I remin skeptical about post-grad level theology. However, I’m much more interested in the lower levels of academia than the ivory tower, so I ask myself – what is the nature of doctrine at the diploma or certificate level? When we go over to India and teach the Doctrine PTC course, what do we want the students to walk away with?

My first thought:

Its not that hard to get a whole bunch of passages together about a topic, line them up and say “this is what the Bible says”. However, the instant we say anything that is not a direct quote, we have synthesised a bunch of passages and created new language. The aim of doctrine is TO NOT SAY SOMETHING STUPID. By being aware of the major doctrines out there, and how they interlink, we can look at our synthesis statements (or other people’s) and figure out (provisionally) whether your new sentance is heresy or not.


2 thoughts on “Theology at lower levels

  1. If the aim of doctrine is not to say something stupid, what happened to the stupid gospel? Is this the distinction between foolishness/wisdom in the eyes of man and the eyes of God? Is it really that easy to line up a whole bunch of passages to get a ‘biblical’ doctrine? What is the point of ivory tower theology anyway? Can I write anything but questions?
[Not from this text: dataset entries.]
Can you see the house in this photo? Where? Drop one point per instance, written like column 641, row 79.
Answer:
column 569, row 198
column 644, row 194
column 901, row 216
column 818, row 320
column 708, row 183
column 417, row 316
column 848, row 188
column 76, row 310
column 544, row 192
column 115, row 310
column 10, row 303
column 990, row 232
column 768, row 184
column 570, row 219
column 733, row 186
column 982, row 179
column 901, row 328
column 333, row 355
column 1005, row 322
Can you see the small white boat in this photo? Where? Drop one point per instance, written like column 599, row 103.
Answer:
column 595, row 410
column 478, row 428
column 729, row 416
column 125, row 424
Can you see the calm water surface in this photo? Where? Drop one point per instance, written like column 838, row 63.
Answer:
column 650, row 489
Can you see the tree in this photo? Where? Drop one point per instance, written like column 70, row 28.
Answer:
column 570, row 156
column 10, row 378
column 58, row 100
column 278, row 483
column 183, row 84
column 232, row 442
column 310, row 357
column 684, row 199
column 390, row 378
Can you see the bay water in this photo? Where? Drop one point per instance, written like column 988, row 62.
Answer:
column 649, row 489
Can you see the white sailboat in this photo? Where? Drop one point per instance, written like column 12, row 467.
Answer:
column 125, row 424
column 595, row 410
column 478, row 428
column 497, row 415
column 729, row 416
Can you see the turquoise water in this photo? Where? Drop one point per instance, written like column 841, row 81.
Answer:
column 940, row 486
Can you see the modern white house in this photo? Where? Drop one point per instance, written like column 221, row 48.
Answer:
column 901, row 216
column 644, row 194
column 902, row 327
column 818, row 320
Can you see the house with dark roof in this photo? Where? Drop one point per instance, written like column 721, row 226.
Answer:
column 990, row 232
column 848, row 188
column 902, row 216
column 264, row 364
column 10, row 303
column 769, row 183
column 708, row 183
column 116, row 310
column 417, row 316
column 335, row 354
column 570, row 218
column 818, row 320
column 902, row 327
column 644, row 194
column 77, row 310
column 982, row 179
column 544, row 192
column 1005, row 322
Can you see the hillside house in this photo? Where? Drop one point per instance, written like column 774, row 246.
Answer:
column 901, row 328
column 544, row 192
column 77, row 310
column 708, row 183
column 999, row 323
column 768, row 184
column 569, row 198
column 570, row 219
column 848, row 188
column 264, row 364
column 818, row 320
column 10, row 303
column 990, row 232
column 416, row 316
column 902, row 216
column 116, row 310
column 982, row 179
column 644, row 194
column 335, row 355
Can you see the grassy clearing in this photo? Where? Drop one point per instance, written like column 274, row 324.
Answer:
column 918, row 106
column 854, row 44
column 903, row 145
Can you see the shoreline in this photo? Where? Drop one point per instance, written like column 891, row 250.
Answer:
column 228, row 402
    • Perhaps I should have said “without saying anything heretical”. For example, when trying to make statements about how election and free will fit together, not forgetting what the bible says about sin. Or when discussing the wacky world of the trinity, not forgetting revelation or Jesus’ humanity etc. You can’t just paste verses together, but you can’t simply look at verses in a vacuum either. Once you do a bit of exegesis, and have an idea what one passage is saying, you need to hold it up against other passages to get a bigger picture. Having a good grasp of all the fundamental doctrines helps prevent you from building a wonky picture.

      To one extent, “ivory tower” theology is about doing this at a greater degree of detail – which I think is important when talking about more subtle arguments like the trinity, or the ever-present “new perspective”.